Improve local LLM performance with llama.cpp and custom-conversation

A quick guide on how I was able to reduce the LLM response time by more than 50% with a simple change. hope this helps someone.

I am not an expert on llama.cpp - so take the info here with a grain of salt

some background

llama.cpp can do prompt-caching. This is used to not having to process the entire prompt each time new request comes in with a similar prompt.

The way this works is that it starts from the beginning of the prompt and uses the cached version up until the cached prompt and the new prompt differ.

original prompt: a b c d e f g h i j k
new prompt: a b c d e x y z
cache: a b c d e

This also shows the problem if in the default prompt for a request, the date and time are at the top.

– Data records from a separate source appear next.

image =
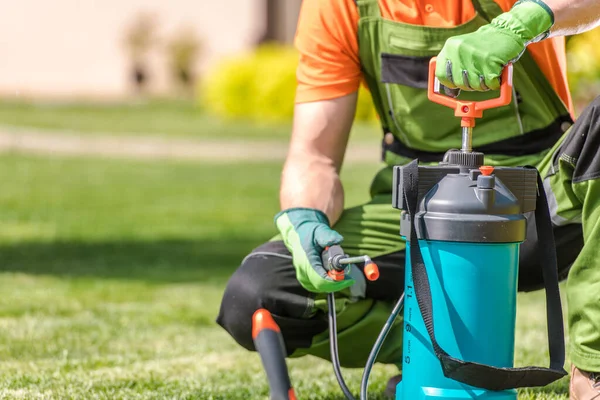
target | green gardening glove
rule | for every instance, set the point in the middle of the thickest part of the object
(306, 233)
(475, 61)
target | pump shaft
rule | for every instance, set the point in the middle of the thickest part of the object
(467, 143)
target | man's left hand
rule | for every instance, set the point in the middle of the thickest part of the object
(475, 61)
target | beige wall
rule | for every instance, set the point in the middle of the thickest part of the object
(74, 48)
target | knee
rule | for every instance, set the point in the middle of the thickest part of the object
(250, 288)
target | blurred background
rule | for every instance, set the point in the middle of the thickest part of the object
(141, 147)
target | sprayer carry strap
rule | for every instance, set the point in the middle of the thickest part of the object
(480, 375)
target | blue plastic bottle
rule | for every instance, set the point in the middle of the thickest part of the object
(470, 226)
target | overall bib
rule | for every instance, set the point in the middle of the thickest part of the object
(532, 130)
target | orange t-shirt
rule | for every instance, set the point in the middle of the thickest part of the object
(327, 41)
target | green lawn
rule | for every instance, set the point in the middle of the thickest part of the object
(147, 117)
(112, 273)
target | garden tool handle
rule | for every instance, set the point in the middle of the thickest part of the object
(469, 110)
(335, 261)
(271, 348)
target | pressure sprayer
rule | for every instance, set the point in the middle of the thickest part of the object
(463, 223)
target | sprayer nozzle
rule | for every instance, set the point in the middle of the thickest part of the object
(371, 271)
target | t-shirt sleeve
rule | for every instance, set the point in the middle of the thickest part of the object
(326, 39)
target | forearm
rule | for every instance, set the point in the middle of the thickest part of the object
(310, 175)
(310, 180)
(574, 16)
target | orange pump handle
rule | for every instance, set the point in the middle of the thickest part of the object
(469, 110)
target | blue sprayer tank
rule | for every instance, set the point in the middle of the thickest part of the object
(470, 222)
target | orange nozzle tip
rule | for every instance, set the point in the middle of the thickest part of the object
(291, 394)
(486, 170)
(262, 319)
(372, 271)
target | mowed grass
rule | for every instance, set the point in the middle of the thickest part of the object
(112, 274)
(150, 117)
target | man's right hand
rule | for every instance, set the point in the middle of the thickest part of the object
(306, 234)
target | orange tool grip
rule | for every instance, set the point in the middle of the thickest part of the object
(371, 271)
(262, 319)
(469, 110)
(336, 275)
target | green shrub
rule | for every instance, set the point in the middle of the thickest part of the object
(260, 86)
(583, 56)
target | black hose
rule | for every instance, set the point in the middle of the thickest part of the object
(335, 358)
(364, 385)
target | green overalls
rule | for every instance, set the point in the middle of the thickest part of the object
(394, 57)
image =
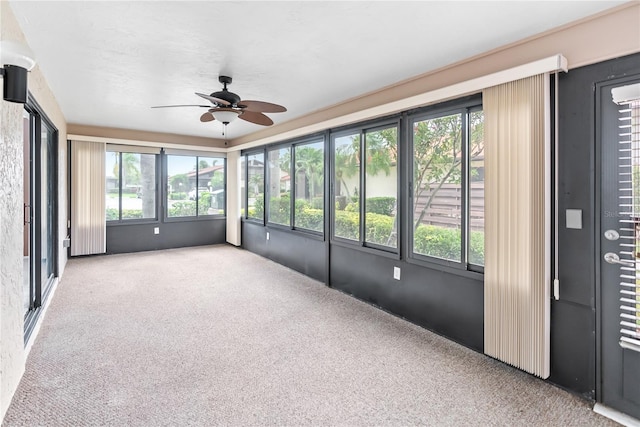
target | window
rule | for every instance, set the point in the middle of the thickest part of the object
(195, 186)
(476, 188)
(279, 186)
(365, 195)
(381, 179)
(309, 186)
(130, 186)
(346, 164)
(243, 186)
(447, 151)
(255, 186)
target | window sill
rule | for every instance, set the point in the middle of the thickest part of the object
(359, 247)
(441, 266)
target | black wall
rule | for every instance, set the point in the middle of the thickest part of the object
(123, 238)
(299, 251)
(451, 302)
(573, 316)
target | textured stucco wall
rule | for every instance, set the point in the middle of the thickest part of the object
(12, 350)
(12, 358)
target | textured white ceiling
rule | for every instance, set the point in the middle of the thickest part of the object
(109, 62)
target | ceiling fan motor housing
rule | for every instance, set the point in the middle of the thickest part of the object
(230, 97)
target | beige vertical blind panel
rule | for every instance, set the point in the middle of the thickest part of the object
(88, 218)
(517, 242)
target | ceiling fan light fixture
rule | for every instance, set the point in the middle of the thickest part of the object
(225, 115)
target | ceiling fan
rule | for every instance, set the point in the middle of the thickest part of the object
(227, 106)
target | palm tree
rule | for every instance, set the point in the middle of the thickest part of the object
(310, 160)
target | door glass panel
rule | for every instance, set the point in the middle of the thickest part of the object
(629, 201)
(27, 246)
(46, 206)
(346, 160)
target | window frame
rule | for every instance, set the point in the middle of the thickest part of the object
(465, 107)
(301, 143)
(165, 186)
(120, 220)
(246, 156)
(362, 129)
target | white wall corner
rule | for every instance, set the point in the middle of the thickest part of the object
(234, 224)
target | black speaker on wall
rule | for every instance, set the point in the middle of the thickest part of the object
(15, 84)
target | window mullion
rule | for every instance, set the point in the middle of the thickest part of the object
(292, 186)
(363, 174)
(464, 179)
(120, 186)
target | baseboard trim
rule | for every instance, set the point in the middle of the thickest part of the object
(617, 416)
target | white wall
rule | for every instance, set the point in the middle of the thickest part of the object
(12, 349)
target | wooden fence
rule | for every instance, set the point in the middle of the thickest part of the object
(446, 207)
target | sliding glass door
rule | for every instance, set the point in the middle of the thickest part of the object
(40, 210)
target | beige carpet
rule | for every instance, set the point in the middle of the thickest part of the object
(219, 336)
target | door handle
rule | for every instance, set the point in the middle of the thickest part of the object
(26, 211)
(613, 258)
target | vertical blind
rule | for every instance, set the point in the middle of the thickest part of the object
(88, 222)
(517, 204)
(628, 99)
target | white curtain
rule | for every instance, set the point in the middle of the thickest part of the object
(88, 218)
(517, 229)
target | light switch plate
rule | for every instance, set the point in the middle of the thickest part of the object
(574, 219)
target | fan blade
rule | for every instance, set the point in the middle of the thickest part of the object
(256, 117)
(261, 106)
(181, 105)
(206, 117)
(214, 99)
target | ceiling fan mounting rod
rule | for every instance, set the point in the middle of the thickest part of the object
(225, 80)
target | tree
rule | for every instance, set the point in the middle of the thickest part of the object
(347, 161)
(203, 164)
(217, 180)
(437, 154)
(310, 161)
(130, 170)
(179, 182)
(148, 185)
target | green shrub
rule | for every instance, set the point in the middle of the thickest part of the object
(317, 203)
(347, 224)
(178, 196)
(112, 214)
(437, 241)
(381, 205)
(353, 207)
(476, 247)
(310, 219)
(183, 208)
(280, 209)
(204, 200)
(257, 211)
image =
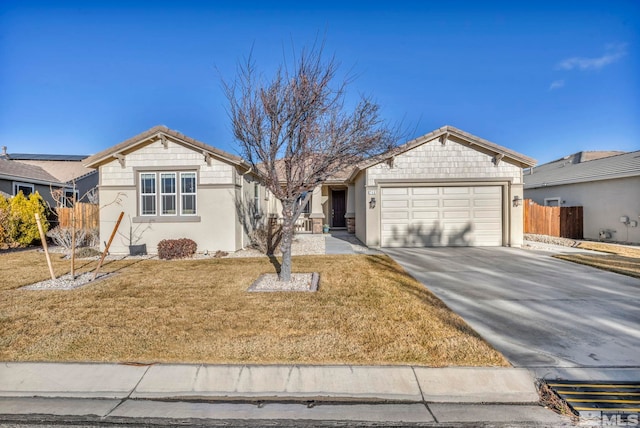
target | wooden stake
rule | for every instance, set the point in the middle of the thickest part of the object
(106, 249)
(73, 243)
(43, 238)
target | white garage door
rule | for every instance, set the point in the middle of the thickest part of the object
(441, 216)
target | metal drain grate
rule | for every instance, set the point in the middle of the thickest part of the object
(590, 396)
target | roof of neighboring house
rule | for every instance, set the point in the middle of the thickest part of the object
(158, 133)
(45, 157)
(64, 171)
(566, 172)
(449, 132)
(18, 171)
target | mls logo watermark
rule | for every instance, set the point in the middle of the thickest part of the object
(605, 419)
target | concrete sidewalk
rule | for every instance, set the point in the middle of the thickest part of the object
(166, 392)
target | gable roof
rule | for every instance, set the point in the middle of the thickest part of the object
(158, 133)
(18, 171)
(558, 173)
(453, 133)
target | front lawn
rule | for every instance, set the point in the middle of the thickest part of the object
(621, 259)
(368, 310)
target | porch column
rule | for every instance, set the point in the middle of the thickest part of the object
(316, 216)
(350, 216)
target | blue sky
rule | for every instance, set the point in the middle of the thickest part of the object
(544, 78)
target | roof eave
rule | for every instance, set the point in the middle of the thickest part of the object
(446, 131)
(160, 132)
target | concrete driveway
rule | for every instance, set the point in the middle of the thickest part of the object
(557, 318)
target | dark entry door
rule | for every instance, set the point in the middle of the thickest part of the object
(338, 206)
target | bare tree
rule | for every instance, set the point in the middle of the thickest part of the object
(296, 130)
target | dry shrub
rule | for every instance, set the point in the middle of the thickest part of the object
(18, 225)
(61, 236)
(87, 252)
(169, 249)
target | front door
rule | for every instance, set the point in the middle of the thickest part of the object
(338, 208)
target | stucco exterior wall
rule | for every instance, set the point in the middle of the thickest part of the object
(603, 202)
(154, 155)
(361, 207)
(434, 163)
(216, 225)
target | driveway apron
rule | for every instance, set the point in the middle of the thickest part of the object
(540, 312)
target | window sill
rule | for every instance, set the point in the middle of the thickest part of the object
(167, 219)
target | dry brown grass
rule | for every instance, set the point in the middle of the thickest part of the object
(621, 259)
(368, 311)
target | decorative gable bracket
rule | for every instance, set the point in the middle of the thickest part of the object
(207, 157)
(120, 158)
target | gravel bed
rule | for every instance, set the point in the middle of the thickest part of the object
(299, 282)
(65, 282)
(545, 239)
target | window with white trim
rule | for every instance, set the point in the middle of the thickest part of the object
(188, 193)
(25, 188)
(169, 193)
(148, 193)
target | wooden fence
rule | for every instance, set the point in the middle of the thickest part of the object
(87, 216)
(563, 222)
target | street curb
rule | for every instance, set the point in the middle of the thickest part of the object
(291, 383)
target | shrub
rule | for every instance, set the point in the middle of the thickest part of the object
(18, 225)
(87, 252)
(61, 236)
(169, 249)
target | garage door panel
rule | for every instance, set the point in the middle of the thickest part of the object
(400, 203)
(425, 191)
(488, 190)
(425, 203)
(420, 215)
(395, 215)
(491, 214)
(455, 190)
(456, 203)
(480, 203)
(389, 191)
(442, 216)
(456, 214)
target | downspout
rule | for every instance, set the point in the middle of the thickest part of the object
(242, 198)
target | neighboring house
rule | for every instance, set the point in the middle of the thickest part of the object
(171, 186)
(46, 173)
(446, 188)
(16, 177)
(68, 169)
(605, 184)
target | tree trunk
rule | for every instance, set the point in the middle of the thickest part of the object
(287, 239)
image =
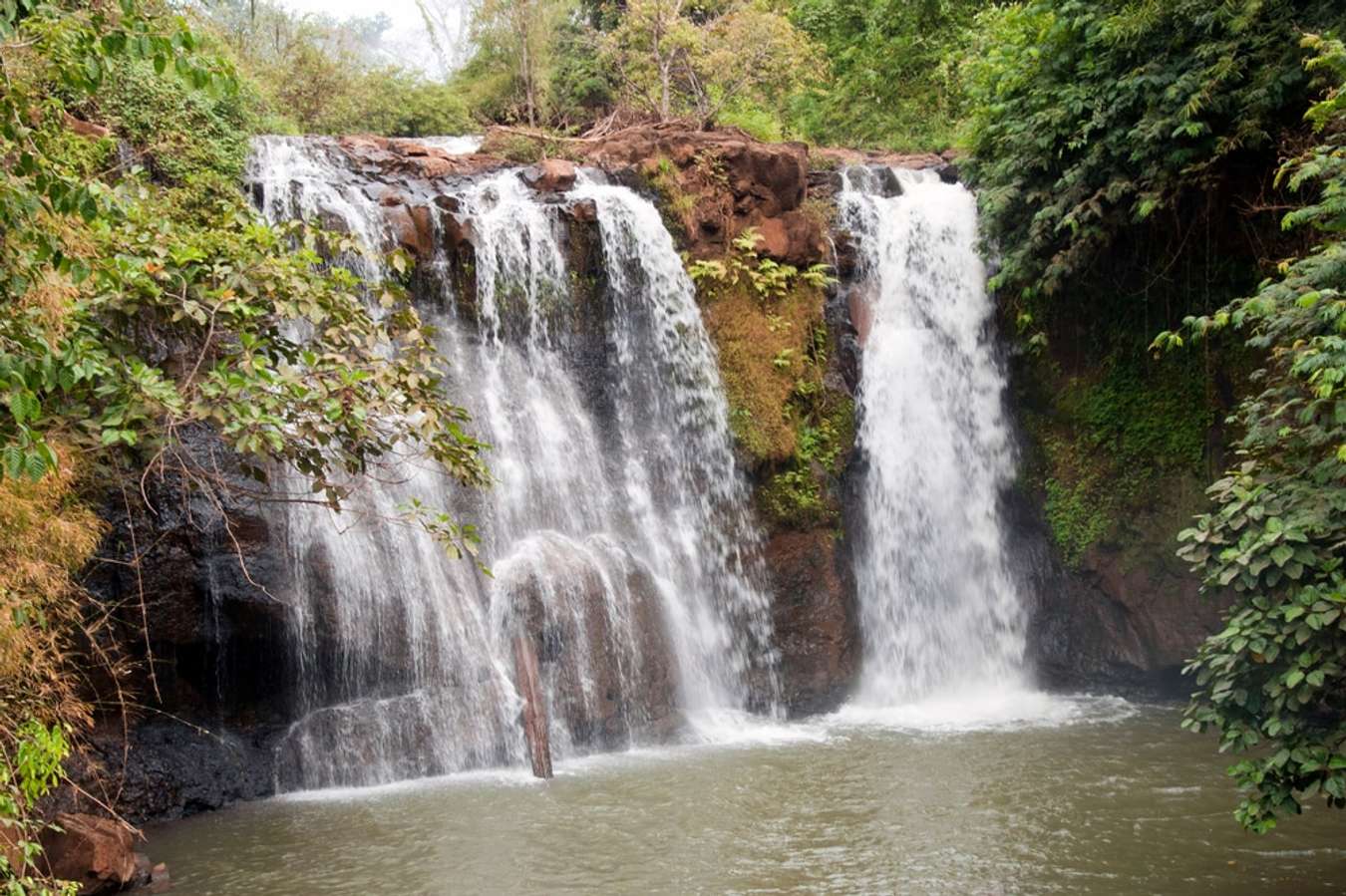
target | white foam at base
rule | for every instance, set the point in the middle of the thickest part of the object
(985, 710)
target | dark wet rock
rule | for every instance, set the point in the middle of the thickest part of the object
(1126, 620)
(816, 620)
(795, 238)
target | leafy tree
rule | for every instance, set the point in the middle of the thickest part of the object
(894, 81)
(675, 58)
(1273, 681)
(519, 34)
(1089, 118)
(135, 311)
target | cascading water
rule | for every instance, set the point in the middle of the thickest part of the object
(941, 612)
(618, 530)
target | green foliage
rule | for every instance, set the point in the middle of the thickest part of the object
(894, 81)
(797, 496)
(1271, 684)
(766, 277)
(760, 123)
(579, 85)
(132, 314)
(673, 58)
(180, 132)
(30, 768)
(1111, 439)
(1077, 518)
(1091, 118)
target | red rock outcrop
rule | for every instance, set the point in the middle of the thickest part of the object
(93, 852)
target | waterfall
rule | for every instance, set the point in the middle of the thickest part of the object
(616, 531)
(939, 610)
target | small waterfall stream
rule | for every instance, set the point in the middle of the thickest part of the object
(616, 533)
(941, 614)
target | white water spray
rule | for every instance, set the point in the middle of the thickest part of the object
(942, 619)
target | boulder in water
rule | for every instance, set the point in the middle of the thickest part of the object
(549, 175)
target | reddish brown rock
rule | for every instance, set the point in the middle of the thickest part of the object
(795, 238)
(550, 175)
(92, 852)
(584, 211)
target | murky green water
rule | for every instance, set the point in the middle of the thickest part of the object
(1106, 803)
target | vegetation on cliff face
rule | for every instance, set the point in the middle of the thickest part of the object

This way it will only match a very small fraction of the prompt to be retrieved from the cache, just up until the new date and time of the prompt.

changes

I used the excellent GitHub - michelle-avery/custom-conversation: A very customizable version of a Conversation Agent for Home Assistant to connect to my local llama.cpp instance. But this would work with any other component that allows you to edit the prompt.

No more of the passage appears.